ML Engineer - Runtime | Careers

About the Company

Adalat AI is building an end-to-end justice tech stack that automates manual and clerical pain points in courtrooms, giving judges back time to focus on what matters most: decision-making and delivering justice. Our solutions - from AI-powered transcription in Indian languages to case-flow management and document navigation - are now deployed across 9 states, covering nearly 20% of India’s judiciary. Backed by leading technology companies and funders, and incubated at MIT and Oxford, Adalat AI is working to eliminate judicial delays and expand access to timely justice. Founded by a team with backgrounds in law, technology, and economics from Harvard, Oxford, MIT, and IIIT Hyderabad, we are scaling rapidly across India and the Global South.

Role Overview

Most ML systems are built for controlled environments. Adalat's are not. Our models run across 5,000+ courtrooms — from the Supreme Court to remote district courts with unreliable connectivity — processing 8–12 hours of live audio every day. A model that works in a data centre has to survive rooms with ceiling fans, simultaneous speakers in three languages, and hardware that hasn't been refreshed in a decade. That gap between the lab and the courtroom is what this role owns.

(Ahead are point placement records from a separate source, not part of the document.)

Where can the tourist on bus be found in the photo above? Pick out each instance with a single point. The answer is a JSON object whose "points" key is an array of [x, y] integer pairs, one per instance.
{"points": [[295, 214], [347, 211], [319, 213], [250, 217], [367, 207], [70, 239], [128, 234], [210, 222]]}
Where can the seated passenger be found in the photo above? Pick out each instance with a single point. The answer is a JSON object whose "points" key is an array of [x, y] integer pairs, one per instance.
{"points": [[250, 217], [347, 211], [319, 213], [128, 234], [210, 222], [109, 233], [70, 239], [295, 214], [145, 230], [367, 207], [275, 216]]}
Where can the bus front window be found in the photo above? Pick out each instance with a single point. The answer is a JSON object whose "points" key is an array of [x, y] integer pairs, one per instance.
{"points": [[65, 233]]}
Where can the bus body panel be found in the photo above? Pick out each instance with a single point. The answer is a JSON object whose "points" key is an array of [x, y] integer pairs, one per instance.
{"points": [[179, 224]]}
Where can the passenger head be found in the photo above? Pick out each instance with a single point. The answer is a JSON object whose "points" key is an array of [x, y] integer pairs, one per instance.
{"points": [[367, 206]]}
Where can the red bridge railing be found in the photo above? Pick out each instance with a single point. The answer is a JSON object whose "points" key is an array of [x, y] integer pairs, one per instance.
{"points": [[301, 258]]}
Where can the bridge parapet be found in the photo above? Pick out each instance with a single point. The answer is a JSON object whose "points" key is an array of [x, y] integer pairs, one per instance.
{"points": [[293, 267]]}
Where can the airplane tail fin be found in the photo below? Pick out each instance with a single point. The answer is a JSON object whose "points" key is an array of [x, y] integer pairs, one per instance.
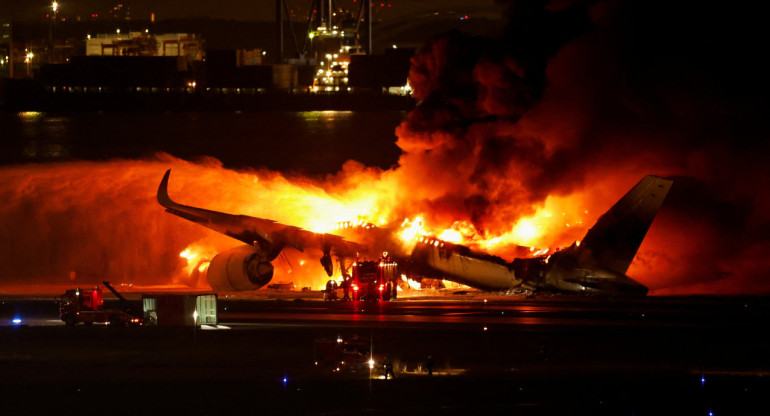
{"points": [[617, 235]]}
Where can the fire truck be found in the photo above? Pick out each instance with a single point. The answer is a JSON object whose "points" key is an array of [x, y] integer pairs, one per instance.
{"points": [[87, 306], [374, 280]]}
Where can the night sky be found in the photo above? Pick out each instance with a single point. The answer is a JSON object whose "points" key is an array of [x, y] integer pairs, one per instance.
{"points": [[229, 9]]}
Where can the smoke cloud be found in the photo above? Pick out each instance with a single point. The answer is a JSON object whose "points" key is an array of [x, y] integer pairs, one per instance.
{"points": [[579, 101]]}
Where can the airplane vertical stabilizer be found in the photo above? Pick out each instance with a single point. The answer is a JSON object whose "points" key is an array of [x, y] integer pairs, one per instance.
{"points": [[617, 235]]}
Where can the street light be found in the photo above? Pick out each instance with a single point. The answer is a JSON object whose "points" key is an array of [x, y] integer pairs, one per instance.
{"points": [[27, 60], [55, 8]]}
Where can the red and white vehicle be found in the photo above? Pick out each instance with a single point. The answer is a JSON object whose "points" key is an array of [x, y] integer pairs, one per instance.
{"points": [[87, 306], [374, 280]]}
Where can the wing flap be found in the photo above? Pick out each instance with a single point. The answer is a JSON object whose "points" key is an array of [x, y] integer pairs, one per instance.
{"points": [[270, 235]]}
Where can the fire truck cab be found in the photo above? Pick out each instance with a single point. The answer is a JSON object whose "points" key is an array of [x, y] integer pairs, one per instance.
{"points": [[87, 306], [374, 280]]}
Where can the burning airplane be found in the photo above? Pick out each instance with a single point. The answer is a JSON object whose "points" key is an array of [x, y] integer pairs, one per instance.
{"points": [[596, 265]]}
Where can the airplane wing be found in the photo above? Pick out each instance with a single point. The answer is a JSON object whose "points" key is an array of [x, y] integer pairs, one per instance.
{"points": [[271, 236]]}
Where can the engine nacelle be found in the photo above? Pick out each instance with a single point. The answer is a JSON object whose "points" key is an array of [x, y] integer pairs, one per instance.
{"points": [[240, 268]]}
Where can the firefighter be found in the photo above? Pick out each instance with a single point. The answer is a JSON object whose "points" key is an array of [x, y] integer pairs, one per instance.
{"points": [[346, 290], [429, 363]]}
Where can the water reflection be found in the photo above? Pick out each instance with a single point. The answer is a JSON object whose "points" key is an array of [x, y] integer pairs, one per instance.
{"points": [[310, 142]]}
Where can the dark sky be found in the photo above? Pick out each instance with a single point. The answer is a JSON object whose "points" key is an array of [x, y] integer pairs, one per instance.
{"points": [[228, 9]]}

In this role, you'll be responsible for making our speech and language models fast, cost-effective, and deployable at scale on real-world hardware. You'll work at the intersection of model architecture and systems engineering — applying compression techniques, building compiler-aware inference pipelines, and designing serving infrastructure that holds up under the most demanding conditions in Indian legal AI. This is not model-agnostic infrastructure work: you'll collaborate closely with our Speech and NLP researchers to understand what each model does and find the optimisations that preserve what matters while cutting what doesn't.

Key Responsibilities

1. Optimise inference pipelines

Apply quantisation (PTQ, QAT), pruning, and distillation to reduce model size and latency without meaningful quality loss.
Build compiler-aware workflows using MLIR, LLVM, or ONNX to squeeze performance from diverse CPU and GPU targets.
Profile, benchmark, and continuously improve throughput across the full ML stack.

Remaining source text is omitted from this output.